Ursprünglich erschienen am Blog des Autors, Of Die Zeitung

Es ist ein sonniger Sommernachmittag im Jahr 1902, wir sind in Los Angeles, in der gigantischen Halle des Westminster Hotels, viktorianisch und ein bisschen kitschig, wie es nur gewisse amerikanische Hotels sein können. Der Wissenschaftler John Uri Lloyd (1849-1936) stellt seinen Roman vor Etidorhpa - nur zu wissen, Aphrodite im Gegenteil -, Chronik eines 'physische und metaphysische Erforschung unterirdischer Welten. Er wird gefragt, was die Quellen seiner ungeheuren Fantasie seien, aber er verneint: „Ich habe keine Vorstellungskraft. Ich erinnere mich gerade. Ich schreibe aus immenser Entfernung, vom Standpunkt der Zeit aus ». Und er fügt kryptisch hinzu: „Nur die Ereignisse werden Jahr für Jahr klarer“. Aber die Öffentlichkeit ist nicht glücklich. Er will mehr wissen, er drängt ihn: „Ich kann nur sagen, dass es sich letztes Jahr, sieben Jahre nach seiner Veröffentlichung, so gut verkauft hat wie noch nie“, antwortet er. "Vielleicht wird seine Absicht in einem halben Jahrhundert klarer sein."

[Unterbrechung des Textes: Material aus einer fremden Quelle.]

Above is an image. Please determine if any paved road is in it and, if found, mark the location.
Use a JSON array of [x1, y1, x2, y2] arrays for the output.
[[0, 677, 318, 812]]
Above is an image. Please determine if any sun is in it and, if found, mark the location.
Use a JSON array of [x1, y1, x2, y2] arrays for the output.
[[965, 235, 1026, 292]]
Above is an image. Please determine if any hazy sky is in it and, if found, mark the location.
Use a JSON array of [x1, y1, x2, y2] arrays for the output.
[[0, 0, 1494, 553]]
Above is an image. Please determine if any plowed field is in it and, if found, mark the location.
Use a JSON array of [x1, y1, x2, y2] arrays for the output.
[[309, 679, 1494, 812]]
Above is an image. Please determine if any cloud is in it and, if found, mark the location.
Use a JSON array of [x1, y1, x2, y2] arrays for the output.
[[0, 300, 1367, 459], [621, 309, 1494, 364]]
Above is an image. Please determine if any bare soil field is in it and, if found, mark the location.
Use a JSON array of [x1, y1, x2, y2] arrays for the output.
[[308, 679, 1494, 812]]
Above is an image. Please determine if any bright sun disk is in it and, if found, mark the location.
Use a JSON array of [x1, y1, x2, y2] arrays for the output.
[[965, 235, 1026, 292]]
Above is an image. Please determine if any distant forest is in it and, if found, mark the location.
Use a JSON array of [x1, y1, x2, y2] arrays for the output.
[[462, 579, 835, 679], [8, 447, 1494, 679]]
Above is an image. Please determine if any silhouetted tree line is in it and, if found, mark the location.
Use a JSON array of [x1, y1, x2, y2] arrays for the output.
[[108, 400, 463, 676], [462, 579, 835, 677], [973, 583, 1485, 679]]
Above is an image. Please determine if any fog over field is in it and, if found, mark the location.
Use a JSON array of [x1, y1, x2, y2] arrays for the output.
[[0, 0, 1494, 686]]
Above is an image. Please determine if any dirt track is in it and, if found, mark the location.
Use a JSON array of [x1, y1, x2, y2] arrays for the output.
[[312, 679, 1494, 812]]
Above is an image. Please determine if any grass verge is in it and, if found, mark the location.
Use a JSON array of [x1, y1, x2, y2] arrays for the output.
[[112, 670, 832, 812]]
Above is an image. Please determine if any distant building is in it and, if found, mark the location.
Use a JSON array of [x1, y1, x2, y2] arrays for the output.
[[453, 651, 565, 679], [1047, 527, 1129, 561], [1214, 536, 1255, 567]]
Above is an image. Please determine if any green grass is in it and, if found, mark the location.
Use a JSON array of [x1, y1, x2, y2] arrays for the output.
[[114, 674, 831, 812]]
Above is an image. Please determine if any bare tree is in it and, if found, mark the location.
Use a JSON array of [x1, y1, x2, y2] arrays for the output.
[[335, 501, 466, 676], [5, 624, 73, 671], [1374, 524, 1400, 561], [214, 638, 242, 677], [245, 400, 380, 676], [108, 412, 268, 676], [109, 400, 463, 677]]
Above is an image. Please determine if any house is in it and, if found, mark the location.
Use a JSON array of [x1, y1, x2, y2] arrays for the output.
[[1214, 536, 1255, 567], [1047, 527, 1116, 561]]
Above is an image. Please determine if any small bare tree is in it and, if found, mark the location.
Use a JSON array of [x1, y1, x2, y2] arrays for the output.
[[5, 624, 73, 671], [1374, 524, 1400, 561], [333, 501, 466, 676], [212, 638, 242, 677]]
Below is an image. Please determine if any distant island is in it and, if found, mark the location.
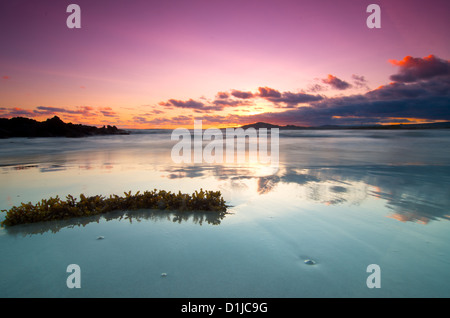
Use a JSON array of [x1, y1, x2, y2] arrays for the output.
[[241, 122, 450, 130], [0, 116, 129, 138]]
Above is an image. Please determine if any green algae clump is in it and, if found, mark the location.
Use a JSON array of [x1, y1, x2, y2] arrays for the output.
[[1, 189, 227, 227]]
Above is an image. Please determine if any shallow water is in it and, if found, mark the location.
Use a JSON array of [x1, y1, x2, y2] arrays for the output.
[[0, 130, 450, 298]]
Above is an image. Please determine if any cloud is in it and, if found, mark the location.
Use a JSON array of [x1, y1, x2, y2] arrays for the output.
[[352, 74, 370, 90], [389, 55, 450, 83], [163, 98, 223, 112], [217, 92, 230, 99], [322, 74, 352, 90], [255, 87, 323, 108], [2, 107, 36, 118], [231, 89, 254, 99], [258, 87, 281, 98], [100, 107, 118, 117], [236, 57, 450, 126], [33, 106, 97, 117]]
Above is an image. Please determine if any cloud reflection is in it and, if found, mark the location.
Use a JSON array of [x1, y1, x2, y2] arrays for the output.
[[4, 209, 225, 236], [166, 165, 450, 224]]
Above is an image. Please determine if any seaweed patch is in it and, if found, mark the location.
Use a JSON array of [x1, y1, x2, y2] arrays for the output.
[[1, 189, 227, 227]]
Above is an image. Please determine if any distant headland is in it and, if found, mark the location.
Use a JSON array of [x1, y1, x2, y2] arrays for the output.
[[241, 122, 450, 130], [0, 116, 129, 138]]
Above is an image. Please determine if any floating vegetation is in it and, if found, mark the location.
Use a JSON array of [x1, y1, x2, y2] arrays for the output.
[[1, 189, 227, 227]]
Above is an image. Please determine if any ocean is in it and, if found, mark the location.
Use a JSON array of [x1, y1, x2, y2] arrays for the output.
[[0, 130, 450, 298]]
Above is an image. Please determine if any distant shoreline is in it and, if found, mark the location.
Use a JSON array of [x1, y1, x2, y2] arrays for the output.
[[241, 122, 450, 130], [0, 116, 129, 138]]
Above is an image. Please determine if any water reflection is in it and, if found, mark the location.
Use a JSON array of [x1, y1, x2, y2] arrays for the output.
[[4, 210, 229, 236], [0, 131, 450, 224], [166, 165, 450, 223]]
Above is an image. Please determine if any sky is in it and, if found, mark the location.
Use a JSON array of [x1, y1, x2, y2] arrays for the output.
[[0, 0, 450, 129]]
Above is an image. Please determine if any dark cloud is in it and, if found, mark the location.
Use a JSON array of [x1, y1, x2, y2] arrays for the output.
[[33, 106, 97, 117], [168, 99, 203, 108], [389, 55, 450, 83], [163, 99, 223, 112], [217, 92, 230, 99], [237, 58, 450, 126], [306, 84, 325, 93], [258, 87, 281, 98], [231, 89, 254, 99], [257, 87, 323, 108], [322, 74, 352, 90], [352, 74, 369, 90]]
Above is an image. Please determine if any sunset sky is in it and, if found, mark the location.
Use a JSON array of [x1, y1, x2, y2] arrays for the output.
[[0, 0, 450, 128]]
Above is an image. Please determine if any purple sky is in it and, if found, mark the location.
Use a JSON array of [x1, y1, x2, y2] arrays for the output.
[[0, 0, 450, 128]]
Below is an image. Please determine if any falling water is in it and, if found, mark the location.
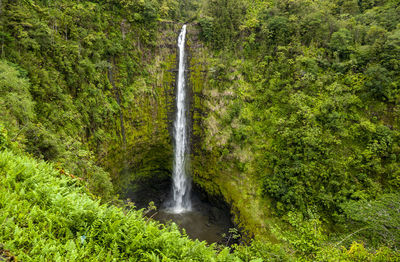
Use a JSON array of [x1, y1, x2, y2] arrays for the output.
[[171, 25, 191, 213]]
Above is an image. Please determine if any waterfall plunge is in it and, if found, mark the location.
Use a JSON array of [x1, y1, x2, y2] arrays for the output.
[[171, 25, 191, 213]]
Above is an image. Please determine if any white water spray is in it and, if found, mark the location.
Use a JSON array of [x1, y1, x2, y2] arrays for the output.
[[171, 25, 191, 213]]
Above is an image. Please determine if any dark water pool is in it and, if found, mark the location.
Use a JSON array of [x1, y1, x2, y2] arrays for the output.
[[126, 178, 234, 245]]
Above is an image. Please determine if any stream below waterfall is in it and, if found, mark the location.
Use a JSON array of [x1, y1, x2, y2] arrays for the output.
[[125, 180, 234, 245]]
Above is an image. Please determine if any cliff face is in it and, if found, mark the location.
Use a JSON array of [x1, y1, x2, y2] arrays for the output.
[[188, 24, 274, 239]]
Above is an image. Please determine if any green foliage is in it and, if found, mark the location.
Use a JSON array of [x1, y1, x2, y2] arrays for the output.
[[342, 194, 400, 249], [0, 151, 237, 261], [196, 0, 400, 261]]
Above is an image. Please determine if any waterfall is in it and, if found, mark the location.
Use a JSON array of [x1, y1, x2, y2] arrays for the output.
[[171, 25, 191, 213]]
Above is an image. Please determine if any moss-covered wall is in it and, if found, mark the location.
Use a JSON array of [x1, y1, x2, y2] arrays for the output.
[[188, 25, 275, 240], [106, 22, 181, 193]]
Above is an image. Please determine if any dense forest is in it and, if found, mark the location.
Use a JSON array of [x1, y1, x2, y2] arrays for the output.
[[0, 0, 400, 262]]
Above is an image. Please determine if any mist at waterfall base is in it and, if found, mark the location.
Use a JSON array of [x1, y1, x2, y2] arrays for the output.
[[167, 25, 192, 214], [123, 25, 233, 244]]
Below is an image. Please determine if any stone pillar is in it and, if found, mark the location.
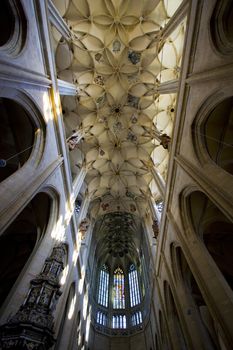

Über die Absichten lässt sich streiten, aber Tatsache bleibt, dass wir von einem großen redaktionellen Erfolg sprechen. 1895 auf Kosten des Autors veröffentlicht, ursprünglich privat vertrieben, wird es in den ersten Jahrzehnten des zwanzigsten Jahrhunderts entvölkern, auch dank der Pracht Illustrationen von J. Augustus Knapp. Zu den „offiziellen“ Daten – achtzehn Ausgaben in wenigen Jahren, sieben Übersetzungen – kommen noch beredtere Anekdoten hinzu: Buchclubs, die sich ausschließlich diesem Werk widmen, kleine Knoten, die es zu einer Art Evangelium machen, ein Boom im Register der Säuglinge genannt Etidorhpa ... Zu den vielen Auslandsausgaben des visionären Romans kommt endlich eine italienische hinzu, herausgegeben von Verlag Diana in der hervorragenden Übersetzung von Monika Paiano.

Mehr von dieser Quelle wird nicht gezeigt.